The new terminal is TAG’s latest major investment in its bid to position Farnborough as London’s foremost business aviation hub. (The recent opening of the new FlightSafety International Learning Center has further enhanced the airport’s standing in this respect.) TAG also has FBOs at Geneva Airport in Switzerland and at Berlin’s historic downtown Tempelhof Airport.

Next year the company will add a new 15,000-sq-ft technical support facility at Farnborough, 35 miles southwest of central London.

In January 2007 a new 100,000-sq-ft hangar will also be available at the airport, adding to the 240,000 sq ft of hangar space already available for aircraft up to the size of the BBJ2. There is no shortage of aircraft parking space, with some 30 acres immediately adjacent to the terminal and a further 30 acres of remote parking if required.

At Luton Airport–30 miles north of London–Harrods Aviation has secured a second hangar and additional ramp parking. It has also provided free wireless Internet access, as well as at its Stansted Airport FBO (35 miles northeast of the UK capital).

Over the next year, the company will be refurbishing both facilities, which also include features such as conference rooms, as well as crew lounges and rest areas.

Harrods competes with Signature Flight Support at Luton. At Stansted, its rival handlers are the Inflite Jet Centre and Universal Weather & Aviation.

Harrods, a sister company of the famous London department store of the same name, offers comprehensive services for corporate aircraft crews, including cleaning aircraft crockery and cutlery as well as dry cleaning.

The company still has ambitions of opening new bases in other parts of Europe and has been actively exploring prospects for running an FBO at Paris Le Bourget Airport.

Return to Heathrow

After some difficult years during which business aircraft found themselves squeezed out of London’s Heathrow Airport by a slot allocation system that strongly favored airline traffic, the Signature Flight Support FBO there has enjoyed encouraging 15-percent growth. Most of the movements it handles are now the more lucrative large, airliner-class VIP transports.

It was this trend that inspired the company to acquire both of Heathrow’s other FBOs–Harrods Aviation and Executive Aircraft Services–during the past 12 months.

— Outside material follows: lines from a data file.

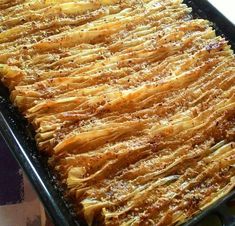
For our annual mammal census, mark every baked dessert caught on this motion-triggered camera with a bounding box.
[0,0,235,226]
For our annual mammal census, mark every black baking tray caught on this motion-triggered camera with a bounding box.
[0,0,235,226]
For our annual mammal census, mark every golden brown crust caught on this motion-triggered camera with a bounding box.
[0,0,235,226]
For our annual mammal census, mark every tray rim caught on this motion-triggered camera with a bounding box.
[0,0,235,226]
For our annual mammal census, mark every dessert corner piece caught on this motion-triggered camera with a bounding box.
[0,0,235,226]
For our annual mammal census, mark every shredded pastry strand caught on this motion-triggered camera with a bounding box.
[0,0,235,226]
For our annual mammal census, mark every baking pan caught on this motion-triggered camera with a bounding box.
[0,0,235,226]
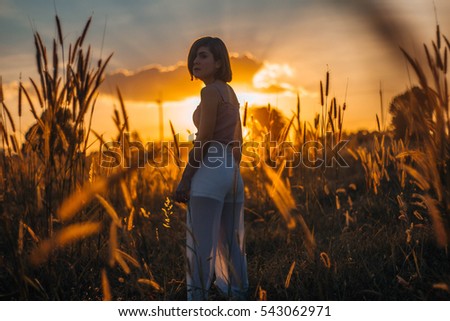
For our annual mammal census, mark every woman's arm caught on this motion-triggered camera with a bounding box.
[183,86,219,179]
[175,86,219,202]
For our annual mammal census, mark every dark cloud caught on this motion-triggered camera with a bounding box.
[100,55,281,101]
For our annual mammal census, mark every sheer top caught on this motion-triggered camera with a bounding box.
[192,83,242,145]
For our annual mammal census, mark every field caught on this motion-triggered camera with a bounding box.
[0,17,450,300]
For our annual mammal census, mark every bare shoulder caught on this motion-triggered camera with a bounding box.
[200,84,219,98]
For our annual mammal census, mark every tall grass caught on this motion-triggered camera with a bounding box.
[0,17,450,300]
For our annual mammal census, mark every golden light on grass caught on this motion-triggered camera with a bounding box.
[422,195,448,247]
[138,278,163,292]
[284,261,295,289]
[57,168,133,222]
[29,222,101,265]
[263,164,296,229]
[102,269,112,301]
[320,252,331,269]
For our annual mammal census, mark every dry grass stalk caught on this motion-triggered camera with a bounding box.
[284,261,295,289]
[138,278,163,292]
[263,163,296,229]
[29,222,101,266]
[102,269,112,301]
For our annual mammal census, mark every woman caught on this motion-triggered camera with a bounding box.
[175,37,248,300]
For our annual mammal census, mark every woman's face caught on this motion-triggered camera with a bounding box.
[192,47,220,84]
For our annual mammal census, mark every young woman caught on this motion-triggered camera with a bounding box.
[175,37,248,300]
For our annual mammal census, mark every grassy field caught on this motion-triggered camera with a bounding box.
[0,18,450,300]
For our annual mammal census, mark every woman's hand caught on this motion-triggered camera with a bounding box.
[173,176,191,203]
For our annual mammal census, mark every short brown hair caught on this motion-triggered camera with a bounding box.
[188,37,232,82]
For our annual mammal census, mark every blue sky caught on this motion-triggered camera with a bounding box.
[0,0,450,136]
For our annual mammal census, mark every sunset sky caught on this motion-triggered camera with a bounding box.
[0,0,450,139]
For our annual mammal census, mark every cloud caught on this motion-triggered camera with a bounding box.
[100,54,293,102]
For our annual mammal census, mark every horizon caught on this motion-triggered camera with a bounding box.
[0,0,450,139]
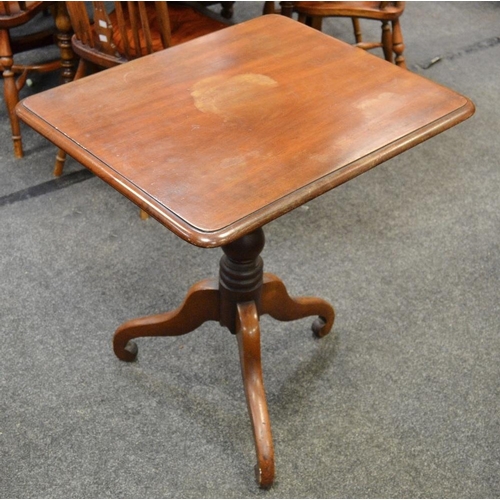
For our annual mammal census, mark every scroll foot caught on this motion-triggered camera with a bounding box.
[113,279,219,361]
[236,301,274,488]
[261,273,335,337]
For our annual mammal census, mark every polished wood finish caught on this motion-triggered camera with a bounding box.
[18,16,474,247]
[17,15,474,487]
[54,2,231,176]
[0,2,73,158]
[264,2,406,68]
[113,229,335,488]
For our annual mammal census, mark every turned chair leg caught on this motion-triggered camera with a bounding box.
[351,17,363,43]
[0,30,23,158]
[392,19,407,69]
[54,58,87,177]
[382,21,393,63]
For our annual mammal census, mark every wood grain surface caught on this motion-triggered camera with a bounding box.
[17,15,474,247]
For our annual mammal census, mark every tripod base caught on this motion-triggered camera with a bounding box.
[113,229,335,488]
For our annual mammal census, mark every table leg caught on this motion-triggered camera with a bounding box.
[236,302,274,488]
[113,229,335,488]
[113,279,219,361]
[260,273,335,338]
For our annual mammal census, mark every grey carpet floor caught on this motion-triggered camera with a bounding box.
[0,2,500,498]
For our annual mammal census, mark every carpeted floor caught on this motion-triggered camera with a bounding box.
[0,2,500,498]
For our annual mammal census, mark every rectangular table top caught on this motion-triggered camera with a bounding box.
[17,15,474,247]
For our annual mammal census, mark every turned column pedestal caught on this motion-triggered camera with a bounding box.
[113,229,335,488]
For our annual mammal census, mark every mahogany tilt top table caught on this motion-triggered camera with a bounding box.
[17,15,474,487]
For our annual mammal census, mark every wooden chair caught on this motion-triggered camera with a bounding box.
[54,2,227,176]
[264,2,406,68]
[0,2,73,158]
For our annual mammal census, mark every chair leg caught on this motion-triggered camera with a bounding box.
[392,19,407,69]
[54,2,75,83]
[351,17,363,43]
[54,59,87,177]
[0,30,23,158]
[382,21,393,63]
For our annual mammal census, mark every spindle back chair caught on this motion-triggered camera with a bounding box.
[54,1,228,176]
[264,2,406,68]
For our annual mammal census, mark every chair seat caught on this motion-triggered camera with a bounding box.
[0,2,45,29]
[109,2,227,57]
[293,2,404,21]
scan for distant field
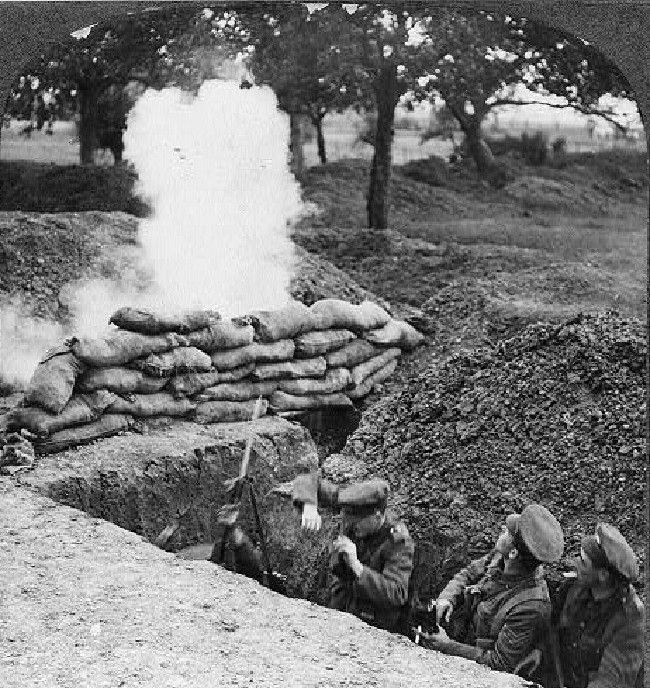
[0,120,79,165]
[0,119,645,167]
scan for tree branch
[485,98,629,134]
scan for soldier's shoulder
[624,587,644,617]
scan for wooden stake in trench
[210,397,277,588]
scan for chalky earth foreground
[0,478,524,688]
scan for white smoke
[124,80,304,316]
[0,298,66,388]
[0,80,307,385]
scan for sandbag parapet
[10,299,424,453]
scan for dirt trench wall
[19,417,318,550]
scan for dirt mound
[0,161,150,217]
[289,246,391,311]
[331,313,647,587]
[0,211,144,320]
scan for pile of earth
[324,312,647,593]
[303,151,648,235]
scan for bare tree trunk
[289,113,305,180]
[313,115,327,165]
[366,62,397,229]
[79,80,100,165]
[464,122,495,176]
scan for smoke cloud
[0,80,307,386]
[125,81,304,316]
[0,298,66,389]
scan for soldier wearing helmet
[422,504,564,673]
[553,523,644,688]
[293,474,415,632]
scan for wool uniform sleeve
[588,604,645,688]
[438,552,493,607]
[357,533,415,607]
[477,600,550,672]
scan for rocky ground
[0,478,523,688]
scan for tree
[414,10,630,183]
[187,3,426,229]
[21,3,209,163]
[248,5,368,163]
[332,3,428,229]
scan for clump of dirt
[0,161,151,217]
[0,211,143,321]
[332,312,647,589]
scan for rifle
[210,397,286,594]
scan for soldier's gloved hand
[334,535,363,578]
[301,504,322,531]
[435,598,454,623]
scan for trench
[18,409,460,620]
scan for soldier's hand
[435,599,454,623]
[334,535,363,577]
[301,504,322,531]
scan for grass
[296,152,648,319]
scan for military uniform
[293,474,415,632]
[423,504,564,672]
[554,524,645,688]
[426,552,551,672]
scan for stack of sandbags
[7,344,132,453]
[11,299,423,452]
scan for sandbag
[167,363,255,396]
[76,366,167,394]
[346,358,397,399]
[248,301,325,342]
[108,306,221,334]
[189,320,255,353]
[34,413,133,454]
[350,348,402,385]
[325,339,381,368]
[72,329,189,368]
[363,320,424,349]
[211,339,295,370]
[310,299,390,332]
[295,330,356,358]
[24,346,85,413]
[138,346,212,377]
[278,368,352,396]
[270,390,352,411]
[111,392,196,418]
[251,356,327,380]
[193,380,278,402]
[194,399,269,423]
[8,390,117,436]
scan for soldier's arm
[477,601,550,672]
[357,534,415,607]
[438,552,494,607]
[292,472,339,508]
[423,608,539,672]
[588,610,644,688]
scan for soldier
[553,523,644,688]
[293,473,414,633]
[422,504,564,673]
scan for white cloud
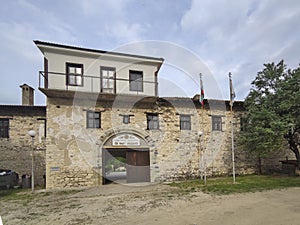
[181,0,300,99]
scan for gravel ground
[0,184,300,225]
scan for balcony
[39,71,158,97]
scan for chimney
[20,84,34,105]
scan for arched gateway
[102,131,150,184]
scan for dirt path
[0,185,300,225]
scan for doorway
[102,148,150,184]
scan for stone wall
[0,111,45,186]
[46,98,296,188]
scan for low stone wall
[0,112,46,187]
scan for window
[123,115,130,124]
[147,113,159,130]
[212,116,222,131]
[86,111,101,128]
[100,66,116,93]
[0,119,9,138]
[180,115,191,130]
[129,70,143,92]
[66,63,83,86]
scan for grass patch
[170,175,300,195]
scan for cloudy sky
[0,0,300,105]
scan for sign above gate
[112,134,140,146]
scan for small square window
[0,119,9,138]
[66,63,83,86]
[86,111,101,128]
[147,113,159,130]
[180,115,191,130]
[123,115,130,124]
[129,70,143,92]
[212,116,222,131]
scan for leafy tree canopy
[240,60,300,165]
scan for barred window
[66,63,83,86]
[86,111,101,128]
[211,116,222,131]
[147,113,159,130]
[129,70,143,92]
[180,115,191,130]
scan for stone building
[34,41,290,188]
[0,84,46,186]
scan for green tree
[239,60,300,172]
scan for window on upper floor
[66,63,83,86]
[86,111,101,128]
[0,118,9,138]
[123,115,130,124]
[180,115,191,130]
[211,116,222,131]
[147,113,159,130]
[100,66,116,93]
[129,70,143,92]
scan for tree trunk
[288,139,300,169]
[258,156,262,175]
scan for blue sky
[0,0,300,105]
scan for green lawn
[170,175,300,194]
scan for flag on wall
[199,73,204,106]
[229,72,236,107]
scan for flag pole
[199,73,206,185]
[229,72,235,184]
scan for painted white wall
[44,50,161,96]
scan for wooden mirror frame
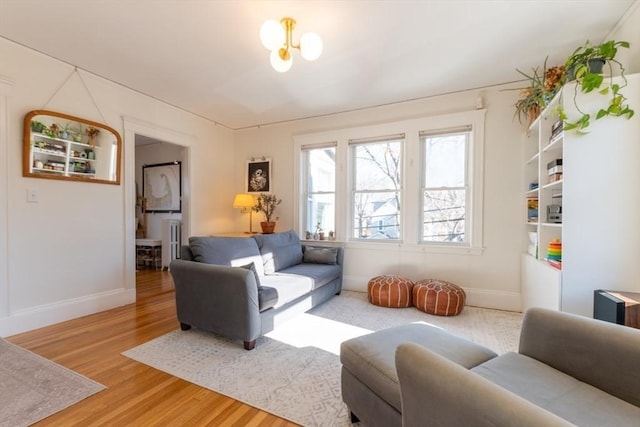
[22,110,122,185]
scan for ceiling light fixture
[260,18,322,73]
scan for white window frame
[419,125,474,247]
[298,141,338,236]
[293,109,486,255]
[348,134,406,243]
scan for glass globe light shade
[269,48,293,73]
[300,33,322,61]
[260,19,286,50]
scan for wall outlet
[27,188,40,203]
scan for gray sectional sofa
[340,308,640,427]
[170,231,344,350]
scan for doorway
[135,134,188,297]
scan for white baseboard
[342,276,522,312]
[0,289,136,337]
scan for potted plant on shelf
[515,59,565,127]
[252,193,282,234]
[560,40,634,132]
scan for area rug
[123,291,522,427]
[0,339,105,427]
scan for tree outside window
[350,137,403,240]
[421,130,470,243]
[303,145,336,233]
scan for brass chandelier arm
[278,18,300,61]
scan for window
[302,144,336,233]
[349,135,404,240]
[420,127,471,244]
[293,110,486,254]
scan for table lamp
[233,193,256,234]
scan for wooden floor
[7,270,296,427]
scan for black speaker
[593,289,625,325]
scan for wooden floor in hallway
[6,270,296,427]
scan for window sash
[301,142,337,236]
[420,126,473,246]
[349,139,405,242]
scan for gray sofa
[396,309,640,427]
[170,231,344,350]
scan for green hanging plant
[559,40,635,133]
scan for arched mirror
[22,110,122,185]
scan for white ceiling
[0,0,634,129]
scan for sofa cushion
[253,230,302,274]
[278,262,342,289]
[189,236,264,275]
[340,322,496,412]
[302,246,338,264]
[261,273,313,309]
[240,262,278,312]
[472,350,640,426]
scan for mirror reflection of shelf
[23,110,122,185]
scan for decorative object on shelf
[514,59,565,127]
[547,238,562,269]
[22,110,122,185]
[560,40,634,133]
[253,193,282,234]
[85,126,100,147]
[260,18,322,73]
[247,157,271,193]
[31,120,47,133]
[233,193,255,234]
[142,161,182,213]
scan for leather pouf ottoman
[412,279,467,316]
[367,275,413,308]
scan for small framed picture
[247,157,271,193]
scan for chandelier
[260,18,322,73]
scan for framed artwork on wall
[247,157,271,193]
[142,161,182,213]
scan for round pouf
[367,276,413,308]
[413,279,467,316]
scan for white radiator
[162,219,182,270]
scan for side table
[593,289,640,329]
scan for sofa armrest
[396,343,572,427]
[302,242,344,266]
[170,259,262,341]
[520,308,640,406]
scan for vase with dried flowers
[252,193,282,234]
[515,58,566,127]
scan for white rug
[123,291,522,427]
[0,339,105,427]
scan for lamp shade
[260,19,286,50]
[300,33,322,61]
[233,193,256,208]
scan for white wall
[0,38,234,336]
[606,1,640,74]
[235,88,523,310]
[136,142,184,239]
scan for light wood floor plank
[7,270,297,427]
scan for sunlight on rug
[122,291,522,426]
[0,339,106,427]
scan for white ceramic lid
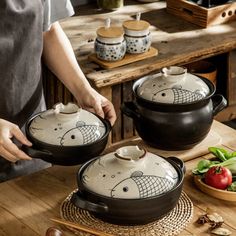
[97,18,124,39]
[137,66,210,104]
[82,146,179,199]
[29,103,106,146]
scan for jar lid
[136,66,210,104]
[123,20,150,31]
[97,27,124,38]
[81,146,179,199]
[29,103,106,146]
[97,18,124,38]
[123,12,150,31]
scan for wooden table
[0,121,236,236]
[42,0,236,143]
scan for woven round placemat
[60,190,193,236]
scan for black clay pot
[121,78,227,150]
[22,103,111,166]
[71,148,185,225]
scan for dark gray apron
[0,0,49,182]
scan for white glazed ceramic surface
[124,32,152,54]
[95,37,126,61]
[29,103,106,146]
[82,146,179,199]
[137,66,210,104]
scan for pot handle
[167,157,186,174]
[21,145,53,159]
[211,94,227,116]
[71,191,109,214]
[120,101,140,119]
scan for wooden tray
[88,47,158,69]
[166,0,236,28]
[194,175,236,202]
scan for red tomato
[205,166,232,189]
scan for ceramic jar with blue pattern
[94,21,126,62]
[123,15,152,54]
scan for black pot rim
[77,157,184,202]
[133,75,216,107]
[25,111,111,149]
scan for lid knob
[136,12,141,21]
[115,146,147,165]
[105,18,111,29]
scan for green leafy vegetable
[208,147,236,161]
[192,157,236,175]
[227,181,236,192]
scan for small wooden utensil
[51,219,114,236]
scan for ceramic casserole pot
[22,103,111,165]
[71,146,185,225]
[121,66,227,150]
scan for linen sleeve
[43,0,74,31]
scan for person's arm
[0,119,32,162]
[43,22,116,125]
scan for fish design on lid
[152,87,204,104]
[111,171,177,198]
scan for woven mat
[61,190,193,236]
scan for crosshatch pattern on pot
[29,103,106,146]
[60,189,193,236]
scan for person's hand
[77,88,116,125]
[0,119,32,162]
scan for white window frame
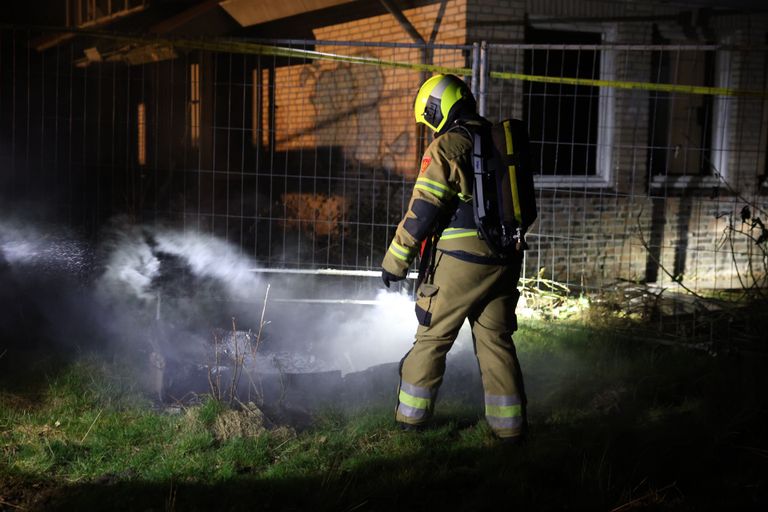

Signature has consolidated the two Heathrow operations in the former Harrods Aviation premises, which are situated on the south side of London’s main gateway next to Terminal 4.

Smaller London Airports

Over the past two years, London Biggin Hill Airport has resurfaced its main runway and has become the UK’s only general aviation airport permitted to accept traveling pets under agriculture department rules. The privately owned airport group, which also includes Southend Airport (35 miles east of London) and a handling operation at Northolt air force base, is now advancing more ambitious plans to build new hangars as well as a hotel and restaurant.

Northolt itself, situated 14 miles west of downtown, has always had great potential as a business aviation gateway for London but this has always been severely compromised by the government’s traffic restriction of 7,000 civil movements per year (compared with the 28,000 permitted at Farnborough).

According to sources close to the Ministry of Defence-owned airfield, the government may soon accept the case for further development of the existing civil enclave. Several business aviation service groups are known to be evaluating such a project but are not likely to proceed unless the government grants a significant increase in the volume of traffic permitted to use the facility.

Meanwhile, at Manchester in northwest England Northern Executive Aviation is making plans to extend its passenger lounge. The company, which can also provide extensive maintenance support, is the only FBO on the airport.